Dla drużyny ze Szczecina mecz z "Miedziowymi" miał niebagatelne znaczenie. KPR RC Legionowo wyrwał trzy punkty w Elblągu, stąd też ponownie uciekł graczom Mariusza Jurasika na siedem "oczek". Teraz jest ich tylko i aż pięć. - Szkoda tych punktów, które uciekły nam w pierwszej rundzie. Walczymy jednak i obyśmy na koniec sezonu zasadniczego zajęli to miejsce premiowane awansem do barażów o fazę play-off - dodał Bosy.

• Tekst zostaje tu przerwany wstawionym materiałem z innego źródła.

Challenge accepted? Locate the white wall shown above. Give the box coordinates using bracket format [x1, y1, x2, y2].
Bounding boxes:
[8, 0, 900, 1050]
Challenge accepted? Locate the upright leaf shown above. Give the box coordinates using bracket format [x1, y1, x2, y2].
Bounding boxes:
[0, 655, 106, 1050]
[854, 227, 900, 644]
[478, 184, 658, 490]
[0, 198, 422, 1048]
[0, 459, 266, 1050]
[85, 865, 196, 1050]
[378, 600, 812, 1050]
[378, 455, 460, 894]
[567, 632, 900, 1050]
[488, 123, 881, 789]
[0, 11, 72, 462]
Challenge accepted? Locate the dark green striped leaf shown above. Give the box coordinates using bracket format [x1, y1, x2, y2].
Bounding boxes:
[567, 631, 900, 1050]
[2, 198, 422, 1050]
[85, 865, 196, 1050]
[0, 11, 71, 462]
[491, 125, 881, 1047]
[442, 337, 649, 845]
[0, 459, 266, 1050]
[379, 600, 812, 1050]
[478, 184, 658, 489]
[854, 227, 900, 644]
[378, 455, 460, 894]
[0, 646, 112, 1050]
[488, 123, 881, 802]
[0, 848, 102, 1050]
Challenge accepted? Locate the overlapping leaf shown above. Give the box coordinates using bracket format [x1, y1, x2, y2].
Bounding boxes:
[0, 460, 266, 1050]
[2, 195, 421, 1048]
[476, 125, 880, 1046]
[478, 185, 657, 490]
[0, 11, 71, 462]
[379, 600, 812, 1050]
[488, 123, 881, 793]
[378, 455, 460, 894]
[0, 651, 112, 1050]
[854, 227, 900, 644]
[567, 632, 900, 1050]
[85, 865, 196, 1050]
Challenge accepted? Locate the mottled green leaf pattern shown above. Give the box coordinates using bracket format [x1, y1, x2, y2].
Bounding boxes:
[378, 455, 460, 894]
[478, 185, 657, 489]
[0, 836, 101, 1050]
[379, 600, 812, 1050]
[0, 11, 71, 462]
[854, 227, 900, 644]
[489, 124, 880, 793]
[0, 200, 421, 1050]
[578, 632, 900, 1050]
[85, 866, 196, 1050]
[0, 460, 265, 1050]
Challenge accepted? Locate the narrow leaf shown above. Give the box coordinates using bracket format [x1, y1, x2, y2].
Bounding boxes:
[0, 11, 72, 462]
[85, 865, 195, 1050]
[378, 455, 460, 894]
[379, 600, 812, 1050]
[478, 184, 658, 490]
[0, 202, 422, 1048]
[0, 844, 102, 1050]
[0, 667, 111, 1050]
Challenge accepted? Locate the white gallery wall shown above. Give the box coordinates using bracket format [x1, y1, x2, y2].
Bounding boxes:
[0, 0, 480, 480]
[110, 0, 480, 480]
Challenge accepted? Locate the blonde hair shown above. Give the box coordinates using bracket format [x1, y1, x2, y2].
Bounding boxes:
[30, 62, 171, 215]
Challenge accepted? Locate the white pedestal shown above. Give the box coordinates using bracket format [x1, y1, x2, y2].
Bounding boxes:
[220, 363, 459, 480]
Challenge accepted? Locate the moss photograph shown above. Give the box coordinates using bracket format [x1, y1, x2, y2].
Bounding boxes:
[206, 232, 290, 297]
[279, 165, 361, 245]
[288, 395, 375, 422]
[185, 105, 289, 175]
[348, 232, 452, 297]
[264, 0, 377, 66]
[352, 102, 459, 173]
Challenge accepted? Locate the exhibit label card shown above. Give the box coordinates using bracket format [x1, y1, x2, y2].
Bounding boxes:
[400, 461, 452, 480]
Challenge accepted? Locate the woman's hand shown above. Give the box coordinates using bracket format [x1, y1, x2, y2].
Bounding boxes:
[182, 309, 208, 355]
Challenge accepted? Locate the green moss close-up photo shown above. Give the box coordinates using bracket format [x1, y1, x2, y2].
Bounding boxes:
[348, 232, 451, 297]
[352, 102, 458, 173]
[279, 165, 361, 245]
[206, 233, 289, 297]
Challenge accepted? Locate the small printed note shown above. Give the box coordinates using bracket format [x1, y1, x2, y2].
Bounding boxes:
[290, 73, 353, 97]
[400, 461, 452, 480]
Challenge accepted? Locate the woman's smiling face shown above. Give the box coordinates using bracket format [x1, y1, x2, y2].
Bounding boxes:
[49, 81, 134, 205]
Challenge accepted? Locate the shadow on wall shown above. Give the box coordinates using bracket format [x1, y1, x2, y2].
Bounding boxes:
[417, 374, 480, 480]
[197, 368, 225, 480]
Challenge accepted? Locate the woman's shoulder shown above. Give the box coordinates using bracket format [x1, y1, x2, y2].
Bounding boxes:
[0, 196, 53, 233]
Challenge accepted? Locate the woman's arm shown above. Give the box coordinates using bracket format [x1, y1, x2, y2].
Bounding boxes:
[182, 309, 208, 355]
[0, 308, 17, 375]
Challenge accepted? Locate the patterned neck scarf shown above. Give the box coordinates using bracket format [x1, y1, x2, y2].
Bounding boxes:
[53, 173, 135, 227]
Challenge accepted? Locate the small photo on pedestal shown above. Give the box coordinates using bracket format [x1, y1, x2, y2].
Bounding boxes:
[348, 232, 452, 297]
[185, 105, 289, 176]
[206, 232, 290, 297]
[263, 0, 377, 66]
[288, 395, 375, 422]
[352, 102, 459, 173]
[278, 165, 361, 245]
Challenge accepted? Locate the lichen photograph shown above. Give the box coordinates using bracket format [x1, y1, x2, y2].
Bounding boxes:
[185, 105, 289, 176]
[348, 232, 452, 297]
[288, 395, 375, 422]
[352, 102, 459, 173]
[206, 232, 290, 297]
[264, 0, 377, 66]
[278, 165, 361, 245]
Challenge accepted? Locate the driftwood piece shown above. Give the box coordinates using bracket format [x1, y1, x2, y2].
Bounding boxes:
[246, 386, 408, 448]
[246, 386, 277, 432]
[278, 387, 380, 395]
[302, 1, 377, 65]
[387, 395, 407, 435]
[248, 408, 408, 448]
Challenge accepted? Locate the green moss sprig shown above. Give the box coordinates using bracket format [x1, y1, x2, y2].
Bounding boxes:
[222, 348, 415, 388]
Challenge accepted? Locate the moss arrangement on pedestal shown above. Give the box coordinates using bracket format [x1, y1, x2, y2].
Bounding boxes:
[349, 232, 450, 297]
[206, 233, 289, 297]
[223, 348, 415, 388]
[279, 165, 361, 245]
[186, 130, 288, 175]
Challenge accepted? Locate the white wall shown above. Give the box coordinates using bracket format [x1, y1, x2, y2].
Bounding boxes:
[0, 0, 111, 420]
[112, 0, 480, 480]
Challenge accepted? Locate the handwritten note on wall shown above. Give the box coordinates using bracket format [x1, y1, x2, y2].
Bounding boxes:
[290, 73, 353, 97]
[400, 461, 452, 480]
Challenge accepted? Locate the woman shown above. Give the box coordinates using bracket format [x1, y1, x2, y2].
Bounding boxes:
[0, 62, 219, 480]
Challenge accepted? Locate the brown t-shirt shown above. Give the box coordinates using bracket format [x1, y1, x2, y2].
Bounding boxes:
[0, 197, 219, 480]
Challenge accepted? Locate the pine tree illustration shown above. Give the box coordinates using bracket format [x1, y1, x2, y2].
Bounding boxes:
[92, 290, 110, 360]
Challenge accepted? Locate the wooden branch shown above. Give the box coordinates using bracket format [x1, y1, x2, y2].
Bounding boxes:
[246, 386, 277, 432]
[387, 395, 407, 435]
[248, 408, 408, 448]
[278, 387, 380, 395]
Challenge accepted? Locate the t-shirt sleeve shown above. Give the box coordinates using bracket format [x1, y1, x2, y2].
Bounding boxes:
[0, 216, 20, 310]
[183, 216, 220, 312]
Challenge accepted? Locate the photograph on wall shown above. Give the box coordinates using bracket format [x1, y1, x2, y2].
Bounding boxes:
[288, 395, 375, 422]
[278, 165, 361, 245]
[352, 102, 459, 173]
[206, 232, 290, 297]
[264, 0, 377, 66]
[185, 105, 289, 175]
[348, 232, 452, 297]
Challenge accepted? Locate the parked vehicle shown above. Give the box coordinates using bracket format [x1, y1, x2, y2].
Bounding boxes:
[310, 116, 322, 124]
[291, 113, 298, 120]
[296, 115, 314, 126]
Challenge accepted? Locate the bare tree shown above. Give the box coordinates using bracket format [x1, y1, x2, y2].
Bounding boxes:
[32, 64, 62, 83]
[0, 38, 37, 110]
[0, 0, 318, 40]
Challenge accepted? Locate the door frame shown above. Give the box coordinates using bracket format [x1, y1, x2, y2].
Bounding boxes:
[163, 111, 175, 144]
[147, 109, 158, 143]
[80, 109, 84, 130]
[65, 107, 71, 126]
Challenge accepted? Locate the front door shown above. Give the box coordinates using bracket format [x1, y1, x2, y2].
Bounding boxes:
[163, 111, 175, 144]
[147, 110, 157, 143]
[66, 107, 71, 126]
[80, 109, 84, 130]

Lepsze wyniki to także efekt wzrastającej formy graczy, którzy do tej pory częściej przesiadywali na trybunach z powodu urazów. Do takich należy chociażby Bosy, który teraz pokazuje, jak wartościowym może być zawodnikiem. W meczu z Zagłębiem rzucił pięć bramek, ale nie ilość ma tutaj znaczenie, a styl. W niektórych sytuacjach obrotowy sam nie wiedział, jak piłka trafiała do bramki. Nie mógł wiedzieć, bo rzucał tyłem.

- Staram się, walczę, jak mogę. Super, że to wychodzi. Aczkolwiek tego dnia było trudno, bo zawodnicy z Lubina stali płasko w obronie - komentował. - A jakim cudem te piłki dochodziły do mnie, sam pan Bóg wie. Jeśli złapałem piłkę, nie pozostało mi nic innego jak ją wykończyć - skwitował.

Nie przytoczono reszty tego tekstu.